Perhaps most importantly, the term "resource-limited setting" also refers to clinical environments that lack adequate human resources, either in the number of providers available or the training of those who are tasked with caring for children. For example, a nurse-to-patient ratio in a hospital in sub-Saharan Africa may be much lower than in Europe, the United Kingdom, or the United States. Moreover, in resource-limited settings referral systems, retrieval systems and pre-hospital care are often either non-existent or significantly limited. This situation together with the financial and safety limitations on travel faced by families all result in delayed presentation for care and more advanced critical illness upon presentation [6-10].
Initial research and recommendations for the diagnosis and treatment of shock in children were developed almost exclusively with data from pediatric facilities in high-resourced, high-income countries (HIC) where access to pediatric critical care and adequate numbers of trained and experienced clinical staff are widely available [11]. Furthermore, initial recommendations for the recognition and management of shock were developed based primarily upon data derived from populations where rates of acute and chronic malnutrition, anemia, malaria and other infectious diseases are low and where vaccination rates are high [12,13]. Subsequent evidence has found that children with shock in resource-limited settings require a different approach to prevent excess mortality, especially pertaining to fluid resuscitation. (See "Shock in children in resource-limited settings: Initial management", section on 'Fluid resuscitation'.)
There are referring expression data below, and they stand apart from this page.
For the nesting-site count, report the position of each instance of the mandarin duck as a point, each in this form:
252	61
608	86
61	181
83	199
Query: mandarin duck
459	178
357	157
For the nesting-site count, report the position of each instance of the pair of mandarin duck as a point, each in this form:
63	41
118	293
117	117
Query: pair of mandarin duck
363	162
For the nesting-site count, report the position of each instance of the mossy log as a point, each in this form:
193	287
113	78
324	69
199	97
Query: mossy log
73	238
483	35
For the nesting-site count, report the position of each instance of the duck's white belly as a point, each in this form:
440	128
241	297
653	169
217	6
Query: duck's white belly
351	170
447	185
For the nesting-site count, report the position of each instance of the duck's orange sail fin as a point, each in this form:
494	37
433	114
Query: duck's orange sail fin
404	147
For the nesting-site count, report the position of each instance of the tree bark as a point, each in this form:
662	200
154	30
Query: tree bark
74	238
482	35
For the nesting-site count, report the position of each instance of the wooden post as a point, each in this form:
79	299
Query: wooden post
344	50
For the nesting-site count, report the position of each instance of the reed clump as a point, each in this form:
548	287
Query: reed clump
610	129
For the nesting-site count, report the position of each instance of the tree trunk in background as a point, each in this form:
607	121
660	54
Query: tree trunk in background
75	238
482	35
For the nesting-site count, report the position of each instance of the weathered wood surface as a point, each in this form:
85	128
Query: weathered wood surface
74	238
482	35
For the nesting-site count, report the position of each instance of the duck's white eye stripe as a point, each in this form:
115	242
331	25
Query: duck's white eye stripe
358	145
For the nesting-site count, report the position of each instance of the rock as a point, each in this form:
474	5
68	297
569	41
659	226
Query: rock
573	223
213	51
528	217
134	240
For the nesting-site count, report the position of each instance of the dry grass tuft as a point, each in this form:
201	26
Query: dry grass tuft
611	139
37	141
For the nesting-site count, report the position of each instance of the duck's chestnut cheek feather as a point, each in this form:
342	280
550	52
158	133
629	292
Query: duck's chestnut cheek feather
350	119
Low- and low middle-income countries (LICs and LMICs) — The World Bank classifies countries for the purposes of economic and financial development services based upon national income per person or gross national income per capita as [14]:
●Low-income
●Low-middle income
●High-middle income
●High-income
From the standpoint of health care capability, resource-limited settings with no available intensive care are most common in low-income countries (LICs) and low-middle income countries (LMICs). Resource-limited health care may also exist in certain parts of high-middle income countries (HMICs) and high-income countries (HICs) because of maldistribution of health care capability relative to population. Nevertheless, access to resource-abundant health care settings still remains much greater for individuals living in HMICs or HICs compared with LICs or LMICs.
STAGES AND CLASSIFICATION OF SHOCK — The stage of shock identifies the severity of shock while the classification of shock provides the underlying cause and necessary interventions needed to reverse shock:
●Stages of shock – The stages of shock in children exist along a continuum and are identified by clinical findings (see "Pathophysiology and classification of shock in children", section on 'Stages of shock'):
•Compensated shock – Children with compensated shock have:
-Normal systolic blood pressure
-Tachycardia
-Decreased tissue perfusion (initially, prolonged capillary refill advancing to decreased pulses, cool skin, and decreased urine output as shock progresses)
•Hypotensive shock – Children with hypotensive shock have:
-Decreased systolic blood pressure
-Worsening tachycardia and tissue perfusion
-Evidence of inadequate end-organ perfusion (eg, oliguria and altered mental status)
•Irreversible shock – Without timely recognition and treatment, irreversible shock occurs and is marked by coma, acute kidney injury, liver failure, cardiovascular collapse, and death.
In resource-limited settings, when blood pressure measurement is not feasible, the WHO defines clinical features of shock and circulatory impairment (table 1). Patients who meet the WHO definition of shock are managed similarly to patients with hypotensive shock in resource-abundant settings; children with circulatory impairment often meet the definition of compensated shock used in resource-abundant settings but are managed with lower volumes and slower rates of fluid repletion based on evidence of harm in resource-limited settings. (See "Shock in children in resource-limited settings: Initial management", section on 'Volume and rate' and "Shock in children in resource-limited settings: Initial management", section on 'Risk of harm'.)
●Classification of shock – Shock is classified into four types based upon pathophysiology (algorithm 1) (see "Pathophysiology and classification of shock in children"):
•Hypovolemic shock (eg, hemorrhagic, gastrointestinal losses)
•Cardiogenic (eg, myocardial dysfunction, arrhythmia)
•Obstructive (eg, pneumothorax, pericardial effusion, pulmonary embolus)
•Distributive (eg, septic shock, neurogenic shock, anaphylactic shock, toxic shock, endocrine shock)
It is helpful for clinicians to understand the basic pathophysiology that leads to hypoperfusion of tissues and the relevant physiologic processes (table 3). In addition, correct classification of shock is important to guide interventions that will reverse shock. (See "Shock in children in resource-limited settings: Initial management", section on 'Approach to initial stabilization'.)
However, children frequently present with a "mixed shock" physiology with multiple pathways that combine to impair tissue perfusion [15]. In resource-limited settings, unique comorbidities such as severe anemia and/or malnutrition also complicate classification of shock and its management. (See "Shock in children in resource-limited settings: Initial management".)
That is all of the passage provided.